Haha, I didn't even use weights when I tried! Thanks, PI. I'll work on it...


----------



## n3ophy7e

^^ Yep, it's all about pushing your bum right out the back, don't be shy, stick it right out   And as PI said, doing it in front of a mirror helps HEAPS!


*Wizzle*, owwie!! That is not a good story! We live and learn though  


My workout this weekend consisted of dancing my butt off for about 6 hours straight this morning at a bush doof. Good times %)


----------



## Perpetual Indulgence

going to spinning at 1p
same stuff different Sunday


----------



## Wizzle

I sure hope I learned n3o  .. Did my high rep pull workout today:


4. Pull High Rep		

Cable 1 Arm Pulldown	 3x	12
DB Lateral Raises	 3x	12
DB Row 	3x	12
DB Shrugs 	3x	12
Cable Rear Lat Raise 	2x	12
EZ Curl  3x	21's
EZ Reverse Curl 	2x	12
Then did some Wrist curls / v-up's  / reverse wrist curls / V-up's cycled with no rest 2 times. 

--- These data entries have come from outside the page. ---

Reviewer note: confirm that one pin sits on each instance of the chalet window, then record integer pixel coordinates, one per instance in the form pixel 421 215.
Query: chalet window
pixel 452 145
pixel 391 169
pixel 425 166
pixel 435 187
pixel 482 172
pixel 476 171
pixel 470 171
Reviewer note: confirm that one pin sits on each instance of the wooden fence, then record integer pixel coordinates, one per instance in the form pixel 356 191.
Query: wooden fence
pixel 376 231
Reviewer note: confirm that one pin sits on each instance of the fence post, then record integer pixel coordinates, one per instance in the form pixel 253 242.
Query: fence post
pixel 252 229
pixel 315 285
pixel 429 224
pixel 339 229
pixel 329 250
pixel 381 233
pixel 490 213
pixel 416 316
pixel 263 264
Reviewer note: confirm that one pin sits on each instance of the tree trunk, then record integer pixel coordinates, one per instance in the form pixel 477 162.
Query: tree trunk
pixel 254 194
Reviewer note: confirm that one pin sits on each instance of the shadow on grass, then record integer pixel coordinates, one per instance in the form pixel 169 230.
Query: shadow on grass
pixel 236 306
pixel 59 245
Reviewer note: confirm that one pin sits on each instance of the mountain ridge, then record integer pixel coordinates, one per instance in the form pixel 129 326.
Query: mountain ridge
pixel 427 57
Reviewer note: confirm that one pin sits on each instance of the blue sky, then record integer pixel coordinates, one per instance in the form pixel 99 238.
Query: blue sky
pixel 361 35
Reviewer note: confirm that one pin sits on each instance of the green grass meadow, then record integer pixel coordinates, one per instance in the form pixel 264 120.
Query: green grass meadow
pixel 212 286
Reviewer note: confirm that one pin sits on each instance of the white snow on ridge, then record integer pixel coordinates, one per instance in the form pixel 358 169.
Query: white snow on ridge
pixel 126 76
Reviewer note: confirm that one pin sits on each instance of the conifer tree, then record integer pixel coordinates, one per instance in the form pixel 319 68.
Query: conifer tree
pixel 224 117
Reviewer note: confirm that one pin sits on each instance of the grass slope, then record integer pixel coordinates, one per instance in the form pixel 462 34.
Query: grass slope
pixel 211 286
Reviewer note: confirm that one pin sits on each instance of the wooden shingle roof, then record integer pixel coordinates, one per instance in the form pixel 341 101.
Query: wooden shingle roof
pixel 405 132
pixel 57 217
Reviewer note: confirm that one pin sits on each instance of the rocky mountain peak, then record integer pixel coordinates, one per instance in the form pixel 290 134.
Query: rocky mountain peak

I gotta say, I've been doing the pull / push / legs thing for about two weeks now and I really like it. I'm thinking I will get some good gains with this routine.

I'm thinking about getting into some kind of team sport. Any suggestions?


----------



## n3ophy7e

^^ Indoor soccer is LOADS of fun!! But it's fairly injury-prone so be cautious of that.


----------



## Scoliosis

1.5hour swift walk and 100 crunches.


----------



## Matsuo Munefusa.

3x6 decline press
1x12 decline press
3x8 Dips
3x5 BB Row underhand
3x10 BB Row overhand


----------



## Wizzle

10 x 5 Slide Push-Ups
3 x 12 Incline DB Press
3 x 15 Chest Dip (got stuck at 12 on last set)
3 x 12 Shoulder Press
3 x 12 EZ Bar Skull Crusher 
3 x 12 Tricep Dip

Tried to do some indoor cardio, but that stuff is just too boring.. stopped at 15 minutes. 

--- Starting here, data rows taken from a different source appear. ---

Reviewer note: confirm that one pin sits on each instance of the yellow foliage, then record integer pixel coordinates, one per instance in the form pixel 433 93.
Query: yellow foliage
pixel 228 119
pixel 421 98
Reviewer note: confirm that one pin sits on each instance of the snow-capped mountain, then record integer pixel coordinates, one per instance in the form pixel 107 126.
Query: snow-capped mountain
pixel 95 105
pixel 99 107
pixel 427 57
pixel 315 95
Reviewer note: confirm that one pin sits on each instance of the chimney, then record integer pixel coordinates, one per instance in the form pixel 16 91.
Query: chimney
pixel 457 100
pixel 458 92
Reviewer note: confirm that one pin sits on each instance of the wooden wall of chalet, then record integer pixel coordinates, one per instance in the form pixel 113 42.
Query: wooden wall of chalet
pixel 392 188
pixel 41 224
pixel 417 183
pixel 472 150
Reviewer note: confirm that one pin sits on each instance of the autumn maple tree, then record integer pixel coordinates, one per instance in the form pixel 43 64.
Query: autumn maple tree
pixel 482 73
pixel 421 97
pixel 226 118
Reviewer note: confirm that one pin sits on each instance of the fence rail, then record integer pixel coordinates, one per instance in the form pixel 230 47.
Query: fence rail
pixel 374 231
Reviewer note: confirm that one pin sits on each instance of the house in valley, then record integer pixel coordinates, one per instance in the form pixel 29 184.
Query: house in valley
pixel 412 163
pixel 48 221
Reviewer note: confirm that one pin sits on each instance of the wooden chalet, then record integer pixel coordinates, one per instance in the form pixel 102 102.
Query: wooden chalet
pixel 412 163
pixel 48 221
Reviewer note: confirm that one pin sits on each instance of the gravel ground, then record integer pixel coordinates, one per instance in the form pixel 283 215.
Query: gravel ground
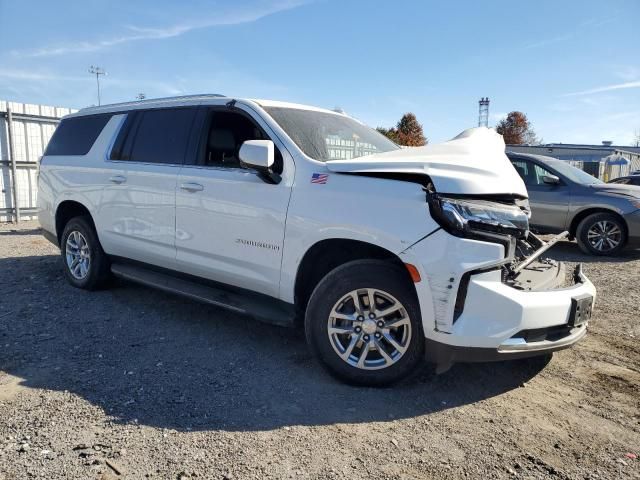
pixel 134 383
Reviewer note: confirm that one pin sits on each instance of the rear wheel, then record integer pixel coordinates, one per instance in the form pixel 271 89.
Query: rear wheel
pixel 363 322
pixel 601 234
pixel 85 263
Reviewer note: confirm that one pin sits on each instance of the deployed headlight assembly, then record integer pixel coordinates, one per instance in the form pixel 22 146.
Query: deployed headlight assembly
pixel 465 217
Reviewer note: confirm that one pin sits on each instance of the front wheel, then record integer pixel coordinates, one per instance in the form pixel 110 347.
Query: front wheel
pixel 601 234
pixel 363 322
pixel 86 265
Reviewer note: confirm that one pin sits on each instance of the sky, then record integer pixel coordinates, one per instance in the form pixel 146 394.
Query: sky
pixel 573 67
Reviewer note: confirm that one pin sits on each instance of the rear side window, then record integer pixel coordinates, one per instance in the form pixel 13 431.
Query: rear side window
pixel 76 135
pixel 155 136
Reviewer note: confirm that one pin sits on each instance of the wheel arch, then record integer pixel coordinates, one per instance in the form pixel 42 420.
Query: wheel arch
pixel 325 255
pixel 67 210
pixel 573 227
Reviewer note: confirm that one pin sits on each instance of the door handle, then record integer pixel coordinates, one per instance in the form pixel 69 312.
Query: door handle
pixel 118 179
pixel 192 187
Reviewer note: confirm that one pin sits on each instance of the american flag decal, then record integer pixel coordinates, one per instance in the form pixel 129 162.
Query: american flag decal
pixel 320 178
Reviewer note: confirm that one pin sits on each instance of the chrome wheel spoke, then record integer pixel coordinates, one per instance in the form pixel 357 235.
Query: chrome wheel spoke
pixel 372 301
pixel 400 322
pixel 383 353
pixel 394 343
pixel 363 354
pixel 344 316
pixel 350 347
pixel 389 310
pixel 355 296
pixel 340 330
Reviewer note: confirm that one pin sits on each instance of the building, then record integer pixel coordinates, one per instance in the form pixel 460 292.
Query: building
pixel 604 161
pixel 25 130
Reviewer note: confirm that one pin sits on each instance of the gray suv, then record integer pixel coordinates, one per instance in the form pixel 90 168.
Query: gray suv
pixel 602 217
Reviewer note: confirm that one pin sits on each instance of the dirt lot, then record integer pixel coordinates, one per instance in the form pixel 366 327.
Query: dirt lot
pixel 135 383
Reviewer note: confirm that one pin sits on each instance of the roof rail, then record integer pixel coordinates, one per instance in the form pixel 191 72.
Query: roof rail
pixel 154 100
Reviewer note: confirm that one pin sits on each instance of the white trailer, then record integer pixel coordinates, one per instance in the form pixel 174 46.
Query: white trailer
pixel 25 130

N3o: Soccer is not for me. I'm not too good at it, and I do like to win.. I was thinking about basketball or something. I'll be moving to a new city (where I go to college) soon and think I'll look for something there. The possibilities are endless and it's dirt cheap for students. Might try a Krav Maga class first.


----------



## Perpetual Indulgence

60 min power yoga class
60 min bodyPump


----------



## SirTophamHat

1x10 hour workday at minimum wage

5x5 back squats
weighted pull-ups @ assorted weights and reps for 3 sets
i did some trysep stuff but i forget what.


----------



## Dave

Did my first run in a couple of weeks, and surprised myself at how well it went. 7k in about 35 min, not a crazy pace by any means, but respectable for me. Also, a couple of sets of pushups and wide-arm pullups, the latter of which I really suck at. Woo!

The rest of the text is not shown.